NASA Pluto Probe Passes Orbit of Uranus

An artist's rendering of the New Horizon spacecraft.
An artist's rendering of the New Horizon spacecraft. (Image credit: SwRI (Dan Durda)/JHUAPL(Ken Moscati))

A NASA probe speeding toward the distant dwarf planet Pluto hit a major checkpoint today (March 19) when it crossed the orbit of Uranus.

NASA's New Horizons spacecraft encountered Uranus' orbit today at 6 p.m. EDT (2200 GMT) while flying 1.8 billion miles (2.9 billion kilometers) from Earth.

"New Horizons is all about delayed gratification, and out 9 1/2-year cruise to the Pluto system illustrates that," said principal investigator Alan Stern, of the Southwest Research Institute in Boulder, Colo. "Crossing the orbit of Uranus is another milepost along our long journey to the very frontier of exploration."

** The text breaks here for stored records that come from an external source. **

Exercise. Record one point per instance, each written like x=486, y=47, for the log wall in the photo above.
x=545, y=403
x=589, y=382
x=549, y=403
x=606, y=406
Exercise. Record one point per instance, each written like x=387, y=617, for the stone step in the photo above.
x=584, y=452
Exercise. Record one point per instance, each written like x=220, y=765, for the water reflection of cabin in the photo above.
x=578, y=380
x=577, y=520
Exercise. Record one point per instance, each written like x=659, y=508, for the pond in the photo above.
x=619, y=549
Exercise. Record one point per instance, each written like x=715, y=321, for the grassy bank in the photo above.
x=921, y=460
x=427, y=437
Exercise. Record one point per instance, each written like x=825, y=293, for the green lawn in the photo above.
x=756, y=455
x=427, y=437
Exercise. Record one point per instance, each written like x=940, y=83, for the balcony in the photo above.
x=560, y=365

The spacecraft is expected to reach Pluto and its three moons (Charon, Nix and Hydra) in July 2015, after which it might also encounter smaller bodies in the distant Kuiper Belt, which is the ring of icy bodies beyond Neptune's orbit. [The Solar System Explained From the Inside Out]

NASA billed New Horizons as its fastest spacecraft ever launched when it sprinted away from Earth at about 36,000 mph (nearly 58,000 kph) in January 2006. It has covered some serious space since then— traversing 20 times the distance between Earth and the sun, including a 2007 flight through the Jupiter system for a gravity-assisted speed boost and to snap new photos of the giant planet and its moons.

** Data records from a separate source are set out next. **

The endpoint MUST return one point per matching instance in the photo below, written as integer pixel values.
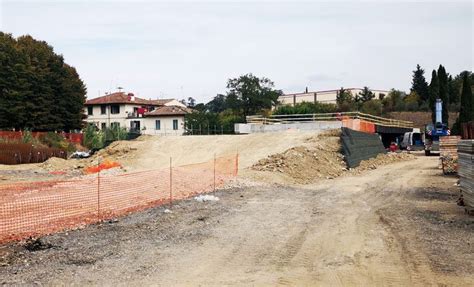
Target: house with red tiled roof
(162, 116)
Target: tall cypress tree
(434, 94)
(466, 113)
(419, 84)
(443, 92)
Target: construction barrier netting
(31, 209)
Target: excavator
(434, 131)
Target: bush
(93, 137)
(55, 140)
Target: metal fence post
(214, 172)
(237, 163)
(171, 181)
(98, 189)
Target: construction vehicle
(434, 131)
(413, 140)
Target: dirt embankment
(397, 225)
(152, 152)
(319, 158)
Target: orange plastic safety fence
(39, 208)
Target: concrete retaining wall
(310, 126)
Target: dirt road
(396, 225)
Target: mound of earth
(320, 158)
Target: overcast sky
(190, 49)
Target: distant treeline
(38, 90)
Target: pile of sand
(117, 150)
(59, 164)
(320, 158)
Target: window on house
(115, 109)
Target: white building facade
(328, 96)
(155, 117)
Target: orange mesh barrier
(39, 208)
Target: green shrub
(93, 138)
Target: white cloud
(191, 49)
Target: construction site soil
(295, 216)
(396, 225)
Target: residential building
(164, 116)
(328, 96)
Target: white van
(412, 141)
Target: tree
(249, 94)
(394, 101)
(38, 90)
(411, 101)
(191, 102)
(218, 104)
(434, 94)
(372, 107)
(343, 96)
(466, 113)
(443, 92)
(419, 84)
(365, 95)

"This mission is a marathon," said project manager Glen Fountain of the Applied Physics Laboratory of Maryland's Johns Hopkins University. "The New Horizons team has been focused on keeping the spacecraft on course and preparing for Pluto. So far, so good, and we are working to keep it that way."

An overhead view of the New Horizons spacecraft's path across Uranus' orbit. (Image credit: NASA, JHU/APL)

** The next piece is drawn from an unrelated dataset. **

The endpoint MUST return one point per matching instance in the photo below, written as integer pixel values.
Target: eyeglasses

Since the New Horizons probe is currently in an electronic sleep mode, and since Uranus will be 2.4 billion miles (nearly 3.9 billion km) from the spacecraft when the probe crosses the planet's orbit, the science team is not planning to take any pictures of the gas giant during its pass.

The mission team on the ground is busy making final preparations for the probe's rendezvous with Pluto, and in April, scientists will begin searching for potential flyby targets in the Kuiper Belt. Preparations are also underway for the spacecraft's annual systems checkout in the spring.

In the meantime, New Horizons continues its blistering pace toward Pluto. The next planetary milestone for the intrepid explorer will be to cross the orbit of Neptune, which will occur on Aug. 25, 2014 – exactly 25 years after the Voyager 2 spacecraft made its historic exploration of that giant planet.